After ordering hundreds of new planes, this is the latest step in the carrier's quest to create a more modern travel experience for its passengers, the company said in a statement. (Read More: Onboard Bar, Lie-Flat Seats: American to Debut New Luxury Aircraft)
"Since placing our landmark aircraft order in July of 2011, we've been building anticipation toward a moment in time when the outside of our aircraft reflects the progress we've made to modernize our airline on the inside," said Tom Horton, American's chairman and CEO.
Fans of American's bare aluminum design should know that the polished metal look was no longer an option for the newer planes, which feature composite materials that must be painted. So silver mica paint will maintain the carrier's "silver heritage," the company said.
Airline observers offered mixed reviews for the new design.
"Can't say I love it," noted Henry Harteveldt, a travel industry analyst with Hudson Crossing.
"The new livery isn't very inspired. It reminds me of a Greyhound bus. They diminished the eagle, which has been a major icon in American's identity since the 1930s. There's also nothing wrong with American's current identity. It is classic, like a Chanel suit. It is timeless."
Harteveldt also pointed out that the tail has 11 red and white stripes, which he found ironic since American Airlines in Chapter 11 bankruptcy.
But other observers said the new look had some nice touches.
"I think it's going to grow on people," said Robert W. Mann Jr., an airline industry analyst who worked for American in the 1970s and '80s.
"It's something to build on. They're trying to build a future for the airline, for the brand, and I think this is a good platform for it."
David Parker Brown, editor and founder of AirlineReporter.com, was also a fan.
"I felt that American's old livery was getting a little aged," Brown said. "For aviation fans who follow the airline business, it's very common that a big change like this is not very well received. But with additional time, more people come around."
The big question now is: does the new look even matter? American Airlines has endured months of negative headlines and passenger frustration over issues that have included tensions with its pilot union, flight delays and rows of seats coming loose on flights. (Read More: More Loose American Airlines Seats Found)
The new look isn't a solution to any of American's problems, Harteveldt said. Moreover, he was puzzled that the carrier would unveil a new livery ahead of a possible merger with US Airways.

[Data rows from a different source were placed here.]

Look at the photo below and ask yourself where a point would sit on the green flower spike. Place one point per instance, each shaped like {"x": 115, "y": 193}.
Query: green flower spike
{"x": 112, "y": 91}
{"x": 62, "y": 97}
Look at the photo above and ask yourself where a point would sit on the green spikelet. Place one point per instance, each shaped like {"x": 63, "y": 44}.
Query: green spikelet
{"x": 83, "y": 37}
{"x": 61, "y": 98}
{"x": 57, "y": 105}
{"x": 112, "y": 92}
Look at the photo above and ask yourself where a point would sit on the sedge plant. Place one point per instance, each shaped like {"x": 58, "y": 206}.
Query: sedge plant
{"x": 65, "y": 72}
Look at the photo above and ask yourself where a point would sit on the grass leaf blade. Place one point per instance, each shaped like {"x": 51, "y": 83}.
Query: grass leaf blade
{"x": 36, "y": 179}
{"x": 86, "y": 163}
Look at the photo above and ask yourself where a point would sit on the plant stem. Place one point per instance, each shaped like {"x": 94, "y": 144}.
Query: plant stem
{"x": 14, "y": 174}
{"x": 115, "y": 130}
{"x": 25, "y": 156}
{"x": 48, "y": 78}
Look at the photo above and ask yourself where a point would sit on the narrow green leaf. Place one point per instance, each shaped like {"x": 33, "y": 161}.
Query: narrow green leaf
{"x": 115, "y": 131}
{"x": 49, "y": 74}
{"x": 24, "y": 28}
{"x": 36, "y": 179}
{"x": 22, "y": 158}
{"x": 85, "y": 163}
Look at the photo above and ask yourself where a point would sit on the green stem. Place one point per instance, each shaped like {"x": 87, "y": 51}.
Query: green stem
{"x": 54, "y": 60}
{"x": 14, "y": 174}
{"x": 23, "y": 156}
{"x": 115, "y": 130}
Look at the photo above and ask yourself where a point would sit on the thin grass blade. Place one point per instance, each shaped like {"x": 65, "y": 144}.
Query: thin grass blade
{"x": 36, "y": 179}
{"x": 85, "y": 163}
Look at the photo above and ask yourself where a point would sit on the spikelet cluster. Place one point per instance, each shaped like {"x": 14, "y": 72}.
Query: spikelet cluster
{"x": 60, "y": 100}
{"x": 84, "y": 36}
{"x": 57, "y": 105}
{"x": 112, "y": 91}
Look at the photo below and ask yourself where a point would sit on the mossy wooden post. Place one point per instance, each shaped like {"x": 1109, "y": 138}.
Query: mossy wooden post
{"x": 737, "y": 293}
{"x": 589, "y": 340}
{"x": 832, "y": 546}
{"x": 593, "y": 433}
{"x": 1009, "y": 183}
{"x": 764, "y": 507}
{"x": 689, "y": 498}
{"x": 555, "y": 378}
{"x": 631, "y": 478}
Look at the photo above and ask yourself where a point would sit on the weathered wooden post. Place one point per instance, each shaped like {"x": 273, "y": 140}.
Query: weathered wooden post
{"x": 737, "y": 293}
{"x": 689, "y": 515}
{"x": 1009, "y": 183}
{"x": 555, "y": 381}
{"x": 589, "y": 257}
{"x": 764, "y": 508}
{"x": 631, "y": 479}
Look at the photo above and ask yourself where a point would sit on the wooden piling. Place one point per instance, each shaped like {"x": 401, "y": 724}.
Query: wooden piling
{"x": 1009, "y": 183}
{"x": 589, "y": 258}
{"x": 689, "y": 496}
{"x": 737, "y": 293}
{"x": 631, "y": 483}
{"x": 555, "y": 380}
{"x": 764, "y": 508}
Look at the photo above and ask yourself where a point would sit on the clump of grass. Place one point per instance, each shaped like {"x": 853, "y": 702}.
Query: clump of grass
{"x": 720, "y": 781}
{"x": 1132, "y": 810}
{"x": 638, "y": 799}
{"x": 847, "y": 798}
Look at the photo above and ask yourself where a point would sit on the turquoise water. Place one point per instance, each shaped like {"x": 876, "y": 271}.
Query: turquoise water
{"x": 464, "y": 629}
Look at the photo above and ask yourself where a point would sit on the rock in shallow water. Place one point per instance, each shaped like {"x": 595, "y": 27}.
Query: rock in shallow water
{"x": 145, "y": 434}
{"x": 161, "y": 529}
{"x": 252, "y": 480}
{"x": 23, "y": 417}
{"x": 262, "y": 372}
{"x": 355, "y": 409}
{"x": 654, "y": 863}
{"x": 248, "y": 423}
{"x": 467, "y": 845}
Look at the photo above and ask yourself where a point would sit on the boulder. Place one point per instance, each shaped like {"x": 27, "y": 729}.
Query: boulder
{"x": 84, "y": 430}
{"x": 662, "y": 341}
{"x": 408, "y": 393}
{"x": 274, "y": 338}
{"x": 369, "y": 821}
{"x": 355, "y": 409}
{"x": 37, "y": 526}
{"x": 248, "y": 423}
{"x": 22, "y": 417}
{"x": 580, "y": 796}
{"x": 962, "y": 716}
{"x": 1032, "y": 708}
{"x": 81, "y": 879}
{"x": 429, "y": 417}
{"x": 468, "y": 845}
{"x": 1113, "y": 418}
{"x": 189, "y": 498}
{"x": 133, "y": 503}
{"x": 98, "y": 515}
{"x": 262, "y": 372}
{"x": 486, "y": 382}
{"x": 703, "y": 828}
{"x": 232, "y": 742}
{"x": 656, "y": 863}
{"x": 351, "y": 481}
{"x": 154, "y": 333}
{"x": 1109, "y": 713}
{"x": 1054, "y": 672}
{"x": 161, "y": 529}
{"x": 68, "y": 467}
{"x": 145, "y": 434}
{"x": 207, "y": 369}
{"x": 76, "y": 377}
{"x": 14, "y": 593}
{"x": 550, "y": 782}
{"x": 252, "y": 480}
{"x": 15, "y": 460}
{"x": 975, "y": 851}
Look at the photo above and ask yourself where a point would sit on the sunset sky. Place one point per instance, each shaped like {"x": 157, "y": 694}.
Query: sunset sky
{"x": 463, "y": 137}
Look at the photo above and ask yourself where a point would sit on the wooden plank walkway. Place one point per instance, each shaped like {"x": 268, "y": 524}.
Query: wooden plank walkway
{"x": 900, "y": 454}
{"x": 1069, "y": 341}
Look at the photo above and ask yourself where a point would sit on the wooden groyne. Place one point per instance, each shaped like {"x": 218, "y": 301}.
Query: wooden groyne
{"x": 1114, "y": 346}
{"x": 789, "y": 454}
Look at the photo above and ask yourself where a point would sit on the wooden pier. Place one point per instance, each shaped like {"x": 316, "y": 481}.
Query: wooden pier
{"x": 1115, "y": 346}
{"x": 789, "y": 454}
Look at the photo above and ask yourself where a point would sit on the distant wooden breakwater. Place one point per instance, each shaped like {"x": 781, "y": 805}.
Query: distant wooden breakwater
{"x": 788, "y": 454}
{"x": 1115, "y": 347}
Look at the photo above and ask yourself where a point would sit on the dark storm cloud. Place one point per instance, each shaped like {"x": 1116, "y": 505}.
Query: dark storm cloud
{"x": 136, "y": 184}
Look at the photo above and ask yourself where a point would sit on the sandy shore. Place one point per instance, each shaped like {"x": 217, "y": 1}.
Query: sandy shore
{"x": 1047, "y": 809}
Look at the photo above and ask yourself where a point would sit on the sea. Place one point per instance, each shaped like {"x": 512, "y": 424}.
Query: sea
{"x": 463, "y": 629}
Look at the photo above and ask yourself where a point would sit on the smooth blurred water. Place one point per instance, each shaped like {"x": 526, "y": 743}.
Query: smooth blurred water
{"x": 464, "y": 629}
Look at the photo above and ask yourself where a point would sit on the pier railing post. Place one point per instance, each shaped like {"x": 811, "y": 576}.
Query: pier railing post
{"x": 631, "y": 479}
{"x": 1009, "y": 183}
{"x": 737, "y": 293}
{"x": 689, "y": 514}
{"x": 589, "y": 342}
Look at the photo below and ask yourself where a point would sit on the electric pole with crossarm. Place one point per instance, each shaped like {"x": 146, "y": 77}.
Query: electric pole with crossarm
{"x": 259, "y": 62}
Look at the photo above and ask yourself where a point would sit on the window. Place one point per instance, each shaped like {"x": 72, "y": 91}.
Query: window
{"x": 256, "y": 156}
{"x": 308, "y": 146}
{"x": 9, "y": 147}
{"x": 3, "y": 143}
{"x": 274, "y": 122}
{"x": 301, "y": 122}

"I think American should have simply maintained the existing identity until the airline status regarding the merger is determined and then made sure that American's new leadership is on board with this. Because what happens if there's a new leader who says, I don't like this?" Harteveldt said.
He also found it insensitive of American to make the announcement within hours of the Federal Aviation Administration grounding all Boeing 787 planes operated by U.S. carriers. (Read More: Praised, but Fire Prone, Battery Fails Test in 787)
Harteveldt praised the carrier for improving its international business class product and making other upgrades, but said the new look will not boost the image of American among fliers.
"What will make a difference to the traveling public will be the airline's on time performance, the customer service that they receive, the quality of the passenger experience," he said. "This isn't going to change the fact that legroom is tight."